Strengths of numerical relationships between phytoplankton abundance estimates made by microscopy and CHEMTAX have often been tested using regression analysis. To specifically test agreement, where data points lie along a line of equality, the Bland and Altman technique is commonly used in the medical literature and applied here to phytoplankton analysis for the first time (simultaneously with regression). Our analyses are based on a sample set collected off Coffs Harbour (∼ 30°S), Eastern Australia. While comparing abundance estimates of different phytoplankton pigment-types derived from microscopy and CHEMTAX we specifically aim at: (1) determining the usefulness of the Bland and Altman technique in comparing phytoplankton abundance estimates made by both quantification techniques, and (2) identifying the lowest taxonomic level (i.e., interclass or intraclass level) at which phytoplankton abundance estimates agree. Our results suggest that Bland and Altman analysis is highly suited to compare phytoplankton abundance estimates made by microscopy and CHEMTAX. It delivered a quantifiable difference of chlorophyll a concentrations between abundance estimates, which may benefit the future calibration of phytoplankton quantification techniques.
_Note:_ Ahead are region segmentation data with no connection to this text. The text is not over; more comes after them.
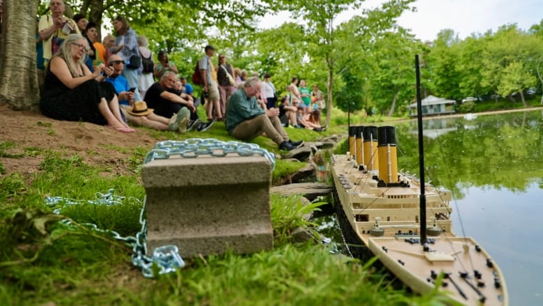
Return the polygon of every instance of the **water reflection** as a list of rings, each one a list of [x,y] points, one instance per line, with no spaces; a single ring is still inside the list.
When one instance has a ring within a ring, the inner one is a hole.
[[[427,180],[452,191],[455,231],[475,238],[498,262],[510,305],[543,305],[543,112],[423,124]],[[416,121],[394,125],[398,166],[418,173]]]

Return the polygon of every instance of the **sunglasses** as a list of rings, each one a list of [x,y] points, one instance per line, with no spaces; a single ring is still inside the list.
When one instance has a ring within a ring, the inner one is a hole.
[[[72,45],[79,47],[79,49],[84,49],[85,51],[88,51],[88,48],[87,48],[85,45],[78,44],[78,43],[72,43]]]

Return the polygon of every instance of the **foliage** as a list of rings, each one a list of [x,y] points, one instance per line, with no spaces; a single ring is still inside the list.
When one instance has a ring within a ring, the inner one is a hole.
[[[291,174],[296,173],[296,171],[306,166],[307,166],[306,162],[281,160],[276,160],[275,170],[272,174],[272,183],[273,185],[280,183],[285,178],[288,178]]]

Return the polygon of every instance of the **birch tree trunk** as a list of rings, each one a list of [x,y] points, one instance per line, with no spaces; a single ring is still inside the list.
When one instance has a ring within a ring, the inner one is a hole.
[[[0,103],[37,109],[36,0],[3,0],[0,38]]]

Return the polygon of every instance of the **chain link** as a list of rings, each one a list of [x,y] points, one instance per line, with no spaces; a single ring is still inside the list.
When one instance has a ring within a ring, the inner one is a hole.
[[[215,139],[191,138],[186,140],[166,140],[155,145],[145,156],[144,164],[155,160],[164,160],[172,155],[185,158],[195,158],[200,155],[223,157],[235,153],[239,156],[264,156],[275,169],[275,155],[260,148],[255,144],[238,141],[221,141]]]
[[[119,205],[125,199],[125,197],[114,194],[113,189],[110,189],[105,194],[98,192],[95,197],[96,199],[88,200],[86,201],[86,204],[104,206]],[[136,201],[141,204],[139,199],[132,197],[127,198],[127,199]],[[47,197],[45,203],[50,206],[56,206],[62,204],[61,207],[53,211],[53,213],[57,215],[60,214],[65,207],[81,204],[77,200],[62,197]],[[136,234],[135,236],[123,237],[117,231],[100,229],[93,223],[83,223],[81,225],[88,227],[95,231],[109,234],[114,239],[123,241],[132,246],[133,252],[132,257],[132,264],[141,268],[141,273],[145,277],[154,277],[153,265],[156,266],[159,274],[167,274],[183,267],[184,261],[179,255],[178,247],[173,245],[157,247],[153,252],[152,257],[147,256],[147,220],[145,219],[145,201],[144,199],[139,215],[139,223],[141,224],[141,228]],[[73,226],[72,222],[68,219],[64,219],[61,222],[68,227]]]
[[[198,138],[191,138],[184,141],[168,140],[159,142],[152,150],[147,153],[143,164],[154,160],[167,159],[172,155],[194,158],[203,155],[223,157],[230,153],[235,153],[240,156],[252,156],[253,155],[264,156],[272,164],[272,170],[275,169],[275,155],[267,150],[260,148],[257,144],[237,141],[225,142],[214,139],[202,139]],[[114,194],[113,189],[110,189],[107,193],[97,192],[95,197],[95,199],[87,200],[86,204],[113,206],[122,204],[123,201],[125,199],[125,197]],[[132,197],[127,199],[141,204],[139,199]],[[53,213],[57,215],[59,215],[62,210],[67,206],[81,204],[81,202],[77,200],[62,197],[47,197],[45,203],[50,206],[57,206],[62,204],[61,207],[53,211]],[[181,256],[179,255],[179,249],[177,245],[168,245],[157,247],[152,257],[147,256],[147,220],[145,218],[146,203],[147,197],[145,197],[139,215],[139,224],[141,225],[141,228],[135,236],[123,237],[117,231],[100,229],[93,223],[83,223],[81,225],[95,231],[109,234],[114,239],[123,241],[131,245],[133,252],[132,264],[140,267],[142,274],[145,277],[154,277],[153,266],[157,267],[159,274],[167,274],[183,267],[185,263]],[[62,220],[61,222],[68,227],[73,225],[71,221],[68,219]]]

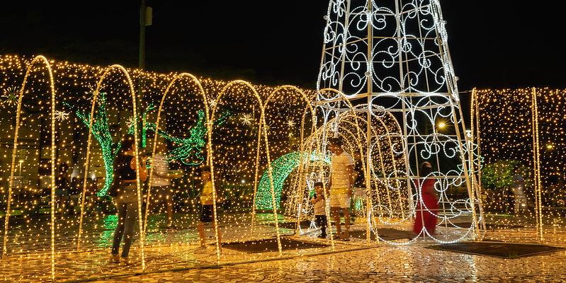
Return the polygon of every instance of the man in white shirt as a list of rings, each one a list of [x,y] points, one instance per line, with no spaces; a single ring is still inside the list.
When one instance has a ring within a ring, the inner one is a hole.
[[[336,236],[342,241],[350,238],[350,200],[353,184],[353,160],[350,154],[342,149],[342,142],[329,139],[329,149],[332,153],[330,168],[330,208],[336,223]],[[345,231],[340,229],[340,211],[345,220]]]
[[[153,175],[152,177],[152,195],[154,203],[165,202],[167,208],[167,227],[173,226],[173,194],[171,187],[171,178],[169,175],[169,165],[164,157],[167,150],[165,142],[157,143],[154,159],[152,162]]]

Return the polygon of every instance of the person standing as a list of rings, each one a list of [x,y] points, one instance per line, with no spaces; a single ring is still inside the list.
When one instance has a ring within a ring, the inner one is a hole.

Both Bland and Altman and regression analyses were suited to resolve imbalances between phytoplankton abundance estimates made by microscopy and CHEMTAX. Best agreement was found within dinoflagellates (class-level), poor agreement within three diatom pigment-types (intraclass level). We attributed the poor agreement within diatom abundance estimates to classification errors of microscopically determined taxa into pigment-types. Intraspecific pigment composition seems more variable than generally assumed, calling for studies resolving this variation to further conform abundance estimates made by microscopy and CHEMTAX.